"To, że Aleksander Kwaśniewski był zarejestrowany w księdze agentury, jest pewne. Widziałem to. Miał nadany pseudonim operacyjny oraz numer ewidencyjny" - powiedział nam Janusz Pałubicki.

Inny z naszych rozmówców, który miał dostęp do akt Służb Bezpieczeństwa, mówi, że TW Alek był m.in. członkiem oficjalnej polskiej delegacji olimpijskiej, która w 1988 pojechała na igrzyska do Seulu. "Ten agent przewijał się także w raportach dotyczących pracy dziennikarzy jednej z warszawskich redakcji" - dodaje nasz rozmówca.

Reklama

Szef IPN: Kwaśniewski był agentem

Dziś sprawę współpracy Aleksandra Kwaśniewskiego przypomniał szef IPN Janusz Kurtyka.
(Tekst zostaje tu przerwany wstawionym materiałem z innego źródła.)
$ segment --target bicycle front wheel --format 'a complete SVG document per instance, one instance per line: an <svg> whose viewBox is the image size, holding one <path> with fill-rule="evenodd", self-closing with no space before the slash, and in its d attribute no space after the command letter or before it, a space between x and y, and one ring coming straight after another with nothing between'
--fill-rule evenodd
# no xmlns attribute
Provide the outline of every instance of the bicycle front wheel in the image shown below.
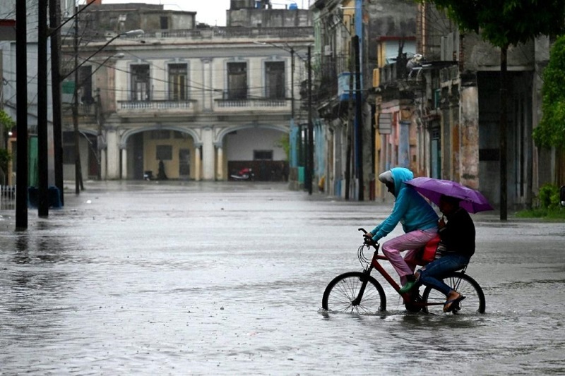
<svg viewBox="0 0 565 376"><path fill-rule="evenodd" d="M359 299L363 281L363 296ZM386 309L386 296L376 279L361 272L349 272L334 278L326 288L322 308L330 312L371 315Z"/></svg>
<svg viewBox="0 0 565 376"><path fill-rule="evenodd" d="M482 289L477 281L460 272L450 273L443 279L444 283L463 296L459 303L459 309L453 310L455 314L484 313L485 302ZM446 296L444 293L427 286L422 295L425 305L424 312L441 315L444 313Z"/></svg>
W wywiadzie dla "Polski" Kurtyka powiedział, były prezydent to TW "Alek". "Kwaśniewski nie jest w stanie nikogo obrazić, bo był komunistycznym aparatczykiem gwarantującym Sowietom przynależność Polski do ich imperium" - mówi Kurtyka

Były prezydent temu zaprzecza. "Kłamstwem oburzającym jest stwierdzenie, iż w latach 83-89 byłem zarejestrowany jako TW Alek. W procesie lustracyjnym w ramach kampanii prezydenckiej Sąd Lustracyjny prawomocnie stwierdził, iż nie byłem TW Alek, który miał pracować w redakcji <Życia Warszawy> i czego dotyczyły materiały przedstawione przez ówczesnego rzecznika p. Niezieńskiego. Absurdalność tych wniosków była oczywista, bowiem nigdy nie pracowałem w <ŻW>, nie byłem nawet w budynku redakcji!!! Nie mam wątpliwości. IPN kłamie, kłamie i kłamie" - napisał były prezydent.